Wednesday 14 August 2013

Raspberries, Human Agency and Music

As academics, we have a tendency to think too much. There are pathologies of thought - the main one manifesting itself as a lack of humour, where all the earnestness and seriousness becomes a form of narcissism. The only defense is to pop our own bubble. That moment of revolt is a moment of freedom. It is where we step outside our abstractions (or someone else's abstraction that we got caught up in) and say "this is a load of wank, isn't it?" It is the 'wank' moment (or the 'bollocks' moment if your prefer) that is the real trigger for revolution: when leaders become figures of fun, the emporer is seen to have no clothes (clothes made out of piezoelectric fibre indeed!), and we all look at each other and laugh. Alethia is closely related to catharsis.

There is a reason, I think, that the classical period in music stands out above all others. It is the period that subsumed humour as a structural principle. From Haydn's 'surprises' and jokes to Beethoven's Bagatelles and Mozart's farces, always in this music there is anticipation of the wise fool disrupting the proceedings, and in the process, setting everyone free. Of course, in literature, humour is there from the beginning, but assimilating it into music was a special moment because music is so much more elemental, and easily tempts us into worlds which are beautiful but otherworldly. The classical moment was the moment humans could situate themselves between the sublime beauty of other-worldliness and the decisive moments of comic intervention which would make everyone sit up.

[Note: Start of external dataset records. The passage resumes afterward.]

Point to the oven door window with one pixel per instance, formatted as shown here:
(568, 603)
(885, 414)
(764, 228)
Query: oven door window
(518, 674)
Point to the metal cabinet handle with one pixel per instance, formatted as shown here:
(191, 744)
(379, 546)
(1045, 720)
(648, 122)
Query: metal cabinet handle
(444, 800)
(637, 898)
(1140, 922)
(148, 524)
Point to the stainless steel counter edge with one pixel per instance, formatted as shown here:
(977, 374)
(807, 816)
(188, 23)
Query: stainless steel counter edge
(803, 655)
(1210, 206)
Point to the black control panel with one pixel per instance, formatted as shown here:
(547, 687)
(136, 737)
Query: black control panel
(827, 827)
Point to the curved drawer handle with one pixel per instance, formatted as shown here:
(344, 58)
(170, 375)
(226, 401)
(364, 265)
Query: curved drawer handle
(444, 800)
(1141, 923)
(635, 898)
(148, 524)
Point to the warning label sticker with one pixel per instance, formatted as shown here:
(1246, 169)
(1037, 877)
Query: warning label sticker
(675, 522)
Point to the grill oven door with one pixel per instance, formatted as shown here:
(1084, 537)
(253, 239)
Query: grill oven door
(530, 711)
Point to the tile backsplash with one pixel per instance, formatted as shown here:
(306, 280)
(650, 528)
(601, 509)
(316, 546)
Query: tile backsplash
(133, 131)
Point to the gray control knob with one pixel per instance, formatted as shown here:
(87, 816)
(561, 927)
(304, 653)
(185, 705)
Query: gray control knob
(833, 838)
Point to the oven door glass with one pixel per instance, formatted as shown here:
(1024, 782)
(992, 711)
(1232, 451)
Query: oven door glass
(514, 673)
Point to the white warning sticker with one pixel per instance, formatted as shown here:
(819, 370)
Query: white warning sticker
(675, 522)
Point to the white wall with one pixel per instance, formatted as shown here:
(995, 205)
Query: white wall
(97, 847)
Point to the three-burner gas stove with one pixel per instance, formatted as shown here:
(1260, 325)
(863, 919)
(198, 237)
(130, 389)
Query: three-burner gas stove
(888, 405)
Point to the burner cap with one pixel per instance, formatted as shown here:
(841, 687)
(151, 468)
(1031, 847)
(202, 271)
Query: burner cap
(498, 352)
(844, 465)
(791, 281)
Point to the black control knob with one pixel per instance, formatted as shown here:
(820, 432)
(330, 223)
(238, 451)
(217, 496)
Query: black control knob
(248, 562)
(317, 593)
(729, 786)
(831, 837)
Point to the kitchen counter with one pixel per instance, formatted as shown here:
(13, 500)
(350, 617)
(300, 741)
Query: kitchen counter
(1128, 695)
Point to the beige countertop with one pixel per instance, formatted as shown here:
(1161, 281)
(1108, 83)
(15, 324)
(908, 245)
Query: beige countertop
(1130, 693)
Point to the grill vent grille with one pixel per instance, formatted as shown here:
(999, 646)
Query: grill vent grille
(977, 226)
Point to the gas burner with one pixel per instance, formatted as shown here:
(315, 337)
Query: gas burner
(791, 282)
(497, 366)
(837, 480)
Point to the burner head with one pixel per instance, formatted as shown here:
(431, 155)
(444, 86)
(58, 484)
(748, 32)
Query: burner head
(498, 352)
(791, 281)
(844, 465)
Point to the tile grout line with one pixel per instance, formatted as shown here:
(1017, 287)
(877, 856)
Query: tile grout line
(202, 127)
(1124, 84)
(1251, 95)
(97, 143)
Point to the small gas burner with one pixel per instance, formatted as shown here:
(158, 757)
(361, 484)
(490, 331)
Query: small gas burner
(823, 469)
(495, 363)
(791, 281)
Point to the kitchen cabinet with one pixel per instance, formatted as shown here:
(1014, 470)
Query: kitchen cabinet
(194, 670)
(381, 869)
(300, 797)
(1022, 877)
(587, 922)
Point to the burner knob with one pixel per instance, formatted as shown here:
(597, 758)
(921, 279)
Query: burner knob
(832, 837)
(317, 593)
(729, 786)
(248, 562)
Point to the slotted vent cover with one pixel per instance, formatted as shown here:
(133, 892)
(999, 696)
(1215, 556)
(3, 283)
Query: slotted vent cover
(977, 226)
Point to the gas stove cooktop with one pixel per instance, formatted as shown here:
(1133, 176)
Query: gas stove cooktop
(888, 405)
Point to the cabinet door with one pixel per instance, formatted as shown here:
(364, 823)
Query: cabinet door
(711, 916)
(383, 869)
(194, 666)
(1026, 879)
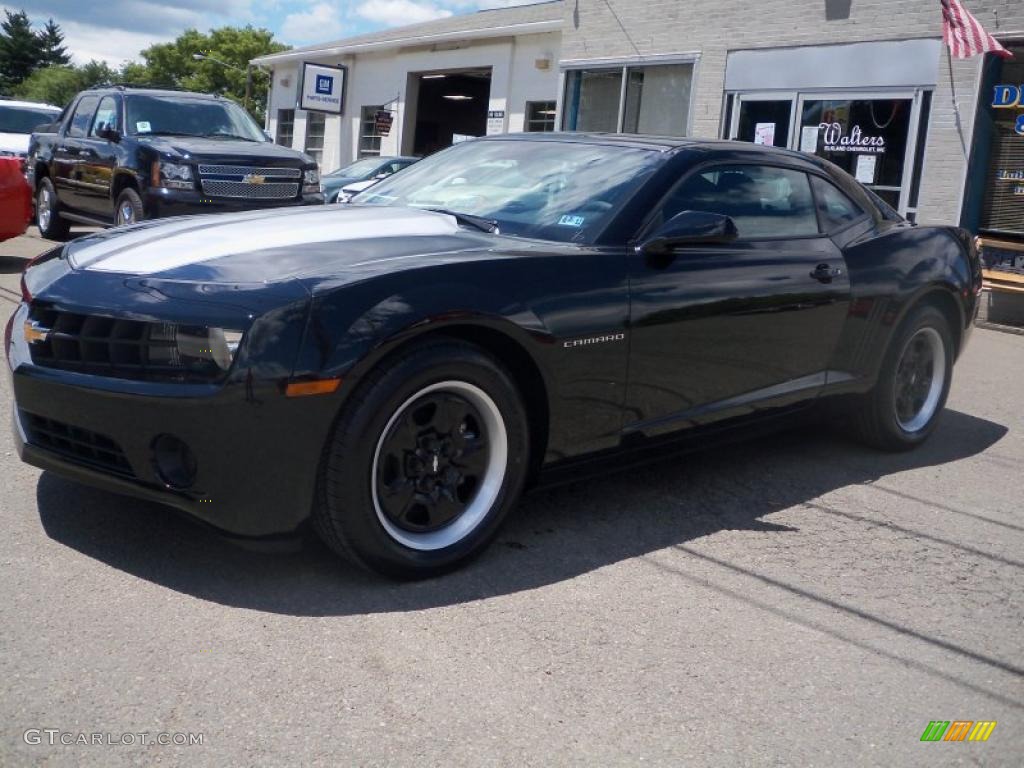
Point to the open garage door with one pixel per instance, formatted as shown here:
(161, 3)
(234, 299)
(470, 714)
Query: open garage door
(450, 107)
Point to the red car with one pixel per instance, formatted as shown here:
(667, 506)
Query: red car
(15, 199)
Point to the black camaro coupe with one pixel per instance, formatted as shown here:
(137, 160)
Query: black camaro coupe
(397, 371)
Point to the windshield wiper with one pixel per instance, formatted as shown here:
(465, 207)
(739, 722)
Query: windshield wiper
(477, 222)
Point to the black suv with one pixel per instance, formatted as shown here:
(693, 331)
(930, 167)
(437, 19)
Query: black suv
(121, 155)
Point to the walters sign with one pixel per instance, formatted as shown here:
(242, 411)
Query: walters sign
(1009, 97)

I've been making a lot of "ambient" electronic music recently. I find myself getting caught up in the melifluous fluctuations of sonority which seem to only be possible with electronics. Strangely, once started, these sonic environments are difficult to escape. "What would Beethoven do?" I ask myself. Well, he would want to break the flow; he would want to do something different. Because fundamentally, as human beings, that's what we are really about - doing something different. It is also the principle of intellectual endeavour.

I remind myself of this as I look at the unfolding disaster of the UK Higher Education landscape and particular anxiously at what's happening in science. The dominance of big data cranking in almost every science is seductive in the same way as ambient music: everything becomes process. Who's going to blow the raspberry? Who's going to say the emporer hasn't any clothes? Who's going to say "if we carry on doing this, we'll  forget what science is about"... (actually,  Bill Amos has said that recently: http://www.timeshighereducation.co.uk/comment/opinion/big-science-big-hype-big-mistake/2005124.article)

Maybe it would help if we could refind a way to blow raspberries in ambient music! Most contemporary music is 'process music' - motoric rhythms, subtle changes of texture, clever transformations, inflections, timbres, etc are par for the course.  I've always felt Michael Tippett was ahead of his time because the spikiness of his music doesn't fit this pattern at all. He understood Beethoven better than anyone, and like Beethoven, he breaks movement with out-of-place outbursts. But that is the human moment - and Tippett's music speaks it more clearly than many other 20th century composers (maybe Shostakovich also knew about this). So Tippett may be my model.

It's a model that's more broadly applicable though. When the education system has itself become subsumed into a process that nobody seems to be able to determine or control, and where everyone is in a kind of spaced-out confusion, we need to look for the raspberry blowers. Education needs its human moment quite urgently.